Member of the Iowa House of Representatives from the 76th district
- In office January 9, 1967 – January 10, 1971
- Preceded by: Theodore Gleason
- Succeeded by: Bill Gluba

Personal details
- Born: February 10, 1911 Ames, Iowa
- Died: July 19, 1982 (aged 71) Calico Rock, Arkansas
- Party: Republican

= Harold L. Knight =

American politician (1911–1982)

Harold L. Knight (February 10, 1911 – July 19, 1982) was an American politician.

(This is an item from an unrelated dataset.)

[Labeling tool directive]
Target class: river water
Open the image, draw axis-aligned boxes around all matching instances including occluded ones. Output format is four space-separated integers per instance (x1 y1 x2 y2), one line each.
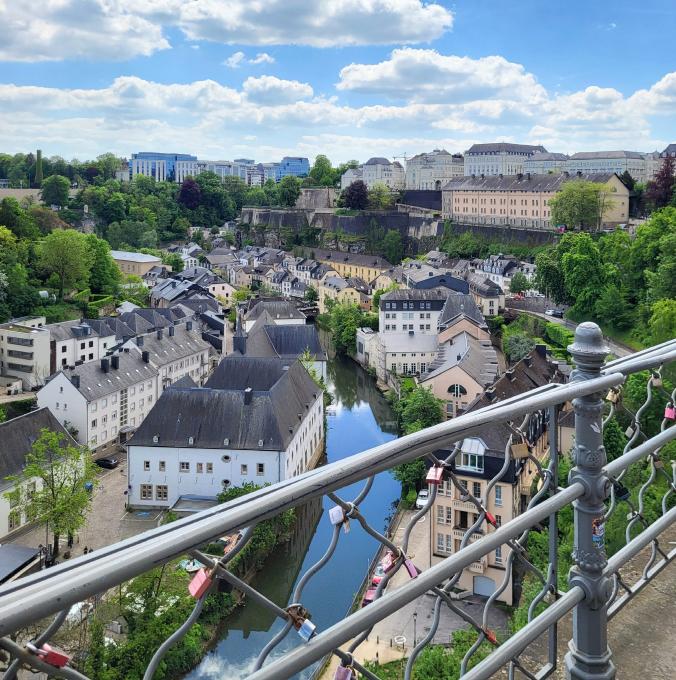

Born in Ames, Iowa to parents Charles D. and Mary Craven Knight on February 10, 1911, Harold Knight graduated from Ames High School in 1929, and earned his degree in agriculture at Iowa State University in 1937. Knight moved to Des Moines, where Anderson Erickson Dairy was headquartered, to work as a cottage cheese producer. He moved to Humboldt in 1947 to establish an eponymous cottage cheese company, Knight's Cottage Cheese.

Politically, Knight was affiliated with the Republican Party, and served in the Iowa House of Representatives for two terms, representing District 76 from January 9, 1967, to January 10, 1971.

Knight moved to Horseshoe Bend, Arkansas, in 1974, and died in Calico Rock on July 19, 1982.